Voulant évoquer son empressement on ne peut plus mesuré à engager l’ouverture de l’accès à la PMA et l’aménagement de la fin de la vie, il a dit:

«La manière que j’aurai d’aborder ces débats ne sera en rien de dire que le politique a une prééminence sur vous et qu’une loi pourrait trancher ou fermer un débat qui n’est pas mûr». 

Ces mots sidérants et dangereux s’assoient sur plus d’un siècle de tradition politique laïque. «La laïcité, a-t-il également déclaré, n'est pas la négation des religions». En effet.

«C’est la capacité de les faire coexister dans un dialogue permanent». Non plus !

Sans «prééminence du politique», point de conquête sociale

La laïcité, c’est la garantie de la liberté de conscience, c’est-à-dire le droit reconnu à chacune et à chacun –et mis en œuvre!– de croire ou de ne pas croire, sans crainte, ni conséquence. Cette liberté fondamentale est garantie par les pouvoirs publics eux-mêmes, neutres à l'égard des spiritualités, en assurant la prééminence du politique dans l’expression du bien commun.

Si Jules Ferry n’avait pas affirmé la «prééminence du politique» et voulu trancher un débat, il n’aurait pas fait adopter les lois créant l’école publique laïque, condamnées par toutes les églises en 1882.

Si Émile Loubet n’avait pas affirmé la «prééminence du politique» et voulu trancher un débat, il n’aurait pas promulgué la loi de séparation des églises et de l’État condamnée par toutes les églises en 1905.

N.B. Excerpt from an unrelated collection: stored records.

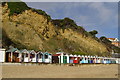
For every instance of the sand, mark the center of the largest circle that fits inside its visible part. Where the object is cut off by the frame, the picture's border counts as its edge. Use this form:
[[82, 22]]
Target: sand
[[63, 71]]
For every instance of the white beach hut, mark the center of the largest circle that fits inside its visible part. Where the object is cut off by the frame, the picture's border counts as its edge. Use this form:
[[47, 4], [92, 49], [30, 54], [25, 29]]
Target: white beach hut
[[25, 56], [40, 57], [33, 56], [2, 55]]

Si Albert Lebrun n’avait pas affirmé la «prééminence du politique» et voulu trancher un débat, il n’aurait pas promulgué la loi supprimant le devoir d’obéissance de la femme à son mari, condamnée par toutes les églises en 1938.

Si Charles de Gaulle n’avait pas affirmé la «prééminence du politique» et voulu trancher un débat, il n’aurait pas légalisé le recours à la contraception condamnée par toutes les églises en 1967.

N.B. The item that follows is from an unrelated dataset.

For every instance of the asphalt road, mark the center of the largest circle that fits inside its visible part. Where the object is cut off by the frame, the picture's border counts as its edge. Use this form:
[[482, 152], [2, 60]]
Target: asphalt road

Si Valéry Giscard d’Estaing n’avait pas affirmé la «prééminence du politique» et voulu trancher un débat, il n’aurait pas légalisé l’interruption de grossesse condamnée par toutes les églises en 1974.

Si François Mitterrand n’avait pas affirmé la «prééminence du politique» et voulu trancher un débat, il n’aurait pas dépénalisé toutes relations homosexuelles en 1981 ni décidé que l’IVG devait être remboursée par la sécurité sociale en 1982, l’ensemble étant condamné par toutes les églises.

Si Jacques Chirac n’avait pas affirmé la «prééminence du politique» et voulu trancher un débat, il n’aurait pas légalisé la publicité pour le préservatif, efficace dans la lutte contre le Sida, condamnée par toutes les églises en 1987.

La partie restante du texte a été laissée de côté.